SOUTHWEST HARBOR — Emergency calls for the town’s fire department are up 51 percent over last year’s totals, officials said, and the end of the year is not here yet.
While the town department averaged about 100 calls a year for many years, last year there were only around 80 emergency responses on record. Fire Chief Tom Chisholm, who said he enjoys looking at trends and statistics, explained the higher number this year is mostly due to fall storms and requests to assist other emergency crews.
In October, when strong winds and rains combined for several natural disaster incidents, the department fielded 14 emergency calls in a 24-hour period, Chisholm said.
Also contributing to the increase were calls where firefighters were needed to assist the Southwest Harbor-Tremont Ambulance Service, an independent nonprofit.
“We’ve responded to a large number of EMS assists,” he added, noting the mutual aid agreements are in place between first response organizations around the island. “We’re kind of unique in some of those logistical challenges.”
Chisholm presented an overview of the department’s activity and budget at the selectmen’s meeting Dec. 11.
In addition to taking a complete inventory of the fire department’s equipment, Chisholm, in his first year as chief, has updated job descriptions for volunteers on the force as well as those interested in joining.
Three people have joined the department since summer and three more have expressed interest, he said.
The number of volunteers on the roster of the Southwest Harbor department stands at 24.
“They’re all quality people over quantity,” Chisholm told the Islander.
“A lot of emergencies fall on the same 10 to 12 members. We’ve had some very good luck with having some dedicated members … We’re always looking for people.”
Many of the newer recruits tend to come from the U.S. Coast Guard, choose to volunteer with the local fire department while serving at the station in Southwest Harbor. Chisholm said many of them train and commit to attending Firefighting Academy and carrying their certification to the next community they serve.
With new job descriptions clearly laid out for the department, Chisholm is able to put people in a role that helps them support the force.
“There’s tons of little things people can do to help,” he said. “The old job descriptions said you had to have all kinds of certifications.”
The department has also been able to save by ordering only the equipment that will actually be used by a new member. A full ensemble of turnout gear for interior firefighting, Chisholm said, can cost up to $2,750.
“We have a fairly small equipment budget each year,” he added. “It takes about eight weeks to get that all ordered. It’s not just on the shelf.”
A beginning volunteer can be outfitted for closer to $500 with basic protection gear.
“Some of the job descriptions will dictate the type of equipment that person will need to do that job,” he said.
Those job descriptions are available for public viewing at the firehouse. They are also handed out with the application when someone expresses interest in becoming a volunteer.
New volunteers attend bi-monthly trainings, receive a pager, respond to calls and put in some time to learn the ropes before they are ready for action.
“If they stick with that for six months, we’ll get them uniform stuff,” said Chisholm, referring to department swag, like a sweatshirt or hat.
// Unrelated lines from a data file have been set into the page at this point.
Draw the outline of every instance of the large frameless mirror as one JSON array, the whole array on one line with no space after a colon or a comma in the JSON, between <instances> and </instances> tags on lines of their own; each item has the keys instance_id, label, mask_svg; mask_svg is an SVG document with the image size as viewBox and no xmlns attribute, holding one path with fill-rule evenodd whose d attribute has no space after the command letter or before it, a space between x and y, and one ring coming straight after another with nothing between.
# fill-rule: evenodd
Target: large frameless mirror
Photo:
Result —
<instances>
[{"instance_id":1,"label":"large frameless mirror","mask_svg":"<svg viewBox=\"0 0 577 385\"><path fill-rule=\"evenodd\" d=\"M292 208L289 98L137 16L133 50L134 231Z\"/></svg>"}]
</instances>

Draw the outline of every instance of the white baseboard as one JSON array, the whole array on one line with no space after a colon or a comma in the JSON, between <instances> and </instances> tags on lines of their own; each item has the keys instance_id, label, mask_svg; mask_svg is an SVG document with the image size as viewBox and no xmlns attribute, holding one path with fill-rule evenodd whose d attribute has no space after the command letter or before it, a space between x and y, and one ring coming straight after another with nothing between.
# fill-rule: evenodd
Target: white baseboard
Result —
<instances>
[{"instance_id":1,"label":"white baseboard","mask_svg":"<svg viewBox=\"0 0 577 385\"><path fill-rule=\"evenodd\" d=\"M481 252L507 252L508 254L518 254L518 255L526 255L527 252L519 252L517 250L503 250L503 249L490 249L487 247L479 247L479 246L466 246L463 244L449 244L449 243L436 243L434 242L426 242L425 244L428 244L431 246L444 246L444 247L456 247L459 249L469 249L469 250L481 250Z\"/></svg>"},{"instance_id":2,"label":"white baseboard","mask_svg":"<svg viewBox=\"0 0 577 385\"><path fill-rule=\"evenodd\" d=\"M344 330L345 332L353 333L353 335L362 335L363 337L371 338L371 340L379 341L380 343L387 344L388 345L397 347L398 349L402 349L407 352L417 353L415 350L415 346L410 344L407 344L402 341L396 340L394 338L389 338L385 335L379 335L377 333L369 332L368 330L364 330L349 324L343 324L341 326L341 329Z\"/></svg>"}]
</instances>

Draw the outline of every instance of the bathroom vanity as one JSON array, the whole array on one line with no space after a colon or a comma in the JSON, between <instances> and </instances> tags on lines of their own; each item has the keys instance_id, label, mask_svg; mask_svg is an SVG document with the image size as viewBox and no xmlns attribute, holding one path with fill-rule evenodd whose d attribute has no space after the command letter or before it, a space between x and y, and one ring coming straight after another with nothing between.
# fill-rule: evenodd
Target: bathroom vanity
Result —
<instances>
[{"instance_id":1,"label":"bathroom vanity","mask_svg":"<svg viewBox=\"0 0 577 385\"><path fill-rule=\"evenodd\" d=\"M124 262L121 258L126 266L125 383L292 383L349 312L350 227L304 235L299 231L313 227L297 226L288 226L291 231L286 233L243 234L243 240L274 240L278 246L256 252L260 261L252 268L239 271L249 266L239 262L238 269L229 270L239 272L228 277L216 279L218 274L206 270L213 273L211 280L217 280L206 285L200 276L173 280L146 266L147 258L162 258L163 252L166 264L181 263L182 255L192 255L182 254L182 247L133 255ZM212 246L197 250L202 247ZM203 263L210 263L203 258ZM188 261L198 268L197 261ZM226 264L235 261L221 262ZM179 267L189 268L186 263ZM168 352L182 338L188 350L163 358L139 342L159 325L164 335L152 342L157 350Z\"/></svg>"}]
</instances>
“If they are still around at that point, we get them into using equipment and to the fire academy … Sometime after they’ve graduated from the fire academy, we get them some new equipment.”
Chisholm also told selectmen he intends to bring the junior firefighting program back online. That program ended this spring after an inter-departmental issue that was not made public. Chisholm began his trajectory to chief by way of joining the junior program in his youth.
In addition to leading the Southwest Harbor department, Chisholm works full-time as a firefighter for the City of Bangor. He logs eight days a month in the city and an eight-to-10-hour day each week with the Southwest Harbor department.
“I do notice my phone rings all the time,” said Chisholm in his new role as chief. “I keep up on my skills around here just as much as I do up there.”